Stop, Look & Listen: Railroad Retirement Benefits Q&A

Answers are provided by Robert S. Kaufman

Are All Railroads Are Required to Pay Railroad Retirment Taxes and Report Worker Earnings?

(Posted September 23, 2001)

Question 136: I have 118 months of service, so I need only two more months to become vested under Railroad Retirement. I accepted a separation allowance from my railroad employer, under which they agreed to continue to pay into the Railroad Retirement fund so I would be vested. But it's been 30 months now, and they still haven't paid into Railroad Retirement on my behalf!

Answer: All railroads in the United States are required to pay Railroad Retirement taxes and to report their workers' earnings to the Railroad Retirement Board. It's a matter of Federal law, jointly enforced by the Internal Revenue Service and the Railroad Retirement Board (RRB).

The only exception is the Alaska Railroad, whose employees are covered under the Federal Civil Service Retirement System because the Alaska RR was owned for many years by the Federal government.

If you believe your former railroad has not properly reported your earnings to the RRB, you should contact the nearest office of the RRB(see Q&A 9 of this column) and ask them to investigate.

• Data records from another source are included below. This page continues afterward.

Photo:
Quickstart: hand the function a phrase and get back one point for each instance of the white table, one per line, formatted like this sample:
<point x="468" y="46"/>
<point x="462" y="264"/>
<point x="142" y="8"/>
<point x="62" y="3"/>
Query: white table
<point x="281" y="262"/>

If you are not successful in getting your 120 months of credit, you might become vested if certain pending legislation (HR 1140) becomes law later this year. The vesting reqirement will be reduced to 60 months for a worker who had at least 60 months of service after 1995.


Important notice:

Answers are provided as general guidance on the subjects covered in the question and are not provided as legal advice to the questioner or to readers. Any legal issues should be reviewed by your legal counsel to apply the law to the particular facts of this and similar situations.

The law in this area changes frequently. Answers are believed to be correct as of the posting dates shown. The completeness or accuracy of a particular answer may be affected by changes in the law (statutes, regulations, rulings, court decisions, etc.) that occur after the date on which a particular Q&A is posted.